Please, pretty please come to our party

A State Department spokesperson said yesterday that the Obama administration is not considering revoking invitations to Iranian diplomats around the world for vaious Fourth of July celebrations:

QUESTION: Do you think it’s still appropriate to have Iranians come to these July 4th parties under the circumstances? I mean, is there any thought being given to like, rescinding invitations?

MR. KELLY: No, there’s no thought to rescinding the invitations to Iranian diplomats.

QUESTION: It’s appropriate to have a social dialogue with them if they come?

MR. KELLY: Well, we have made a strategic decision to engage on a number of fronts with Iran, and we tried many years of isolation and we’re pursuing a different path now.

QUESTION: Have they said yes?

MR. KELLY: I don’t know.

Some adminstration critics claim that President Obama’s foreign policy has been driven by little more than the impulse to do the opposite of what President Bush did or would do. I have been unwilling to assume that the president’s decisionmaking could be that mindlessly crude. But the exchange above makes me wonder.

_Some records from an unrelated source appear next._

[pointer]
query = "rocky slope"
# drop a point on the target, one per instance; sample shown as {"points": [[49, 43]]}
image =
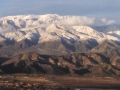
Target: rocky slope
{"points": [[52, 34]]}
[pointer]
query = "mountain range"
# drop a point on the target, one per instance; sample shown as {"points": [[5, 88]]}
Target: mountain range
{"points": [[52, 34]]}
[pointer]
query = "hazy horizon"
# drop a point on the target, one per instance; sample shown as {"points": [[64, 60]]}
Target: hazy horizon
{"points": [[108, 9]]}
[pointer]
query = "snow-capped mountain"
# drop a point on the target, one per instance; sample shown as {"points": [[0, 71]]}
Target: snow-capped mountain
{"points": [[52, 30]]}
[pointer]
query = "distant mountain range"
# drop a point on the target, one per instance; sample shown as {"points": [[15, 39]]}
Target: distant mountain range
{"points": [[52, 34]]}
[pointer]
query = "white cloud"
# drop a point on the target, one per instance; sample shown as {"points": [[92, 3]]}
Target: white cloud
{"points": [[107, 22]]}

It’s a good thing that during the Cold War no president (not even Jimmy Carter) reasoned that, having tried an arms race with the Soviet Union for decades without either bringing down our adversary or changing its behavior, the next step was to try unilateral disarmament.

Bush administration policy towards Iran wasn’t very successful. However, Iran’s isolation, and the economic woes that stem in part from that isolation, have likely contributed to the regime’s current difficulties.

In any event, the president’s craven, suck-up policy isn’t the only alternative to Bush’s approach. One can always be either more aggressive or less aggressive.

With the regime apparently in some difficulty — and facing problems that won’t vanish if the current uprising fades — increasing the pressure seems like a better alternative than relieving it, however slightly, by treating the murderous regime’s lackeys as if they were esteemed diplomats. Obama has said he does not want to take sides in the current power struggle. But by having U.S. officials break bread with the regime’s thugs, he is doing just that.

Fortunately, it’s far from clear that the Iranian regime will allow its diplomats to party with ours. Thus, we may be spared what would otherwise be a day of infamy.